シカやイノシシなど野生鳥獣の肉を使った「ジビエ料理」の人気が高まっている。立ち食いスタイルでステーキを提供する新業態の店が増えたり、「熟成肉」の引き合いが強まるなど「肉ブーム」が広がる中、脂肪が少なく、栄養価が高いことなどジビエの特徴が健康に関心の高い人などに受けているようだ。
ただ、安全に食べるためには注意も必要で、厚生労働省も指針をまとめ、取り扱う際の衛生管理の徹底などを呼び掛けている。
野性のシカが200万頭以上生息
ジビエは、狩猟で得た野生鳥獣の肉を意味するフランス語。ジビエ料理は元々、欧州で貴族が楽しんできた高級な伝統料理だ。
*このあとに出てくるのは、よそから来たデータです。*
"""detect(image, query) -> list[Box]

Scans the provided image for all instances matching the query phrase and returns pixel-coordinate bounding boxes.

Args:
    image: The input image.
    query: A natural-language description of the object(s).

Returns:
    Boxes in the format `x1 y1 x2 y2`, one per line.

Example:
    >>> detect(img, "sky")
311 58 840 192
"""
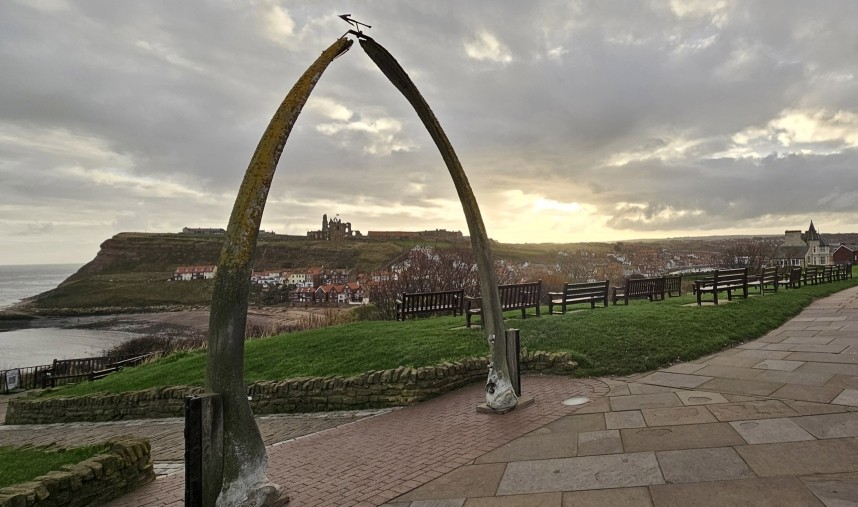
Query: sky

日本ではここ数年、そんなジビエ料理への関心が高まってきた。背景にあるのは、シカやイノシシなどが農作物を食い荒らす「食害」被害の全国的な拡大だ。北海道を除く全国で生息しているニホンジカなどは2011年度で261万頭と推定されており、食害の被害額は200億円を上回るとされる。そんな中、おいしく食べることで被害対策につなげようと、「国産ジビエ」の活用が注目されるようになった。
野山を駆け回る野生鳥獣は元々、脂肪分が少なく、シカの場合ならカロリーは牛の4分の1、イノシシでも半分程度という。そのうえ、たんぱく質や鉄分は牛よりも豊富で、美容を気にする若い女性らの間でも関心が広がっている。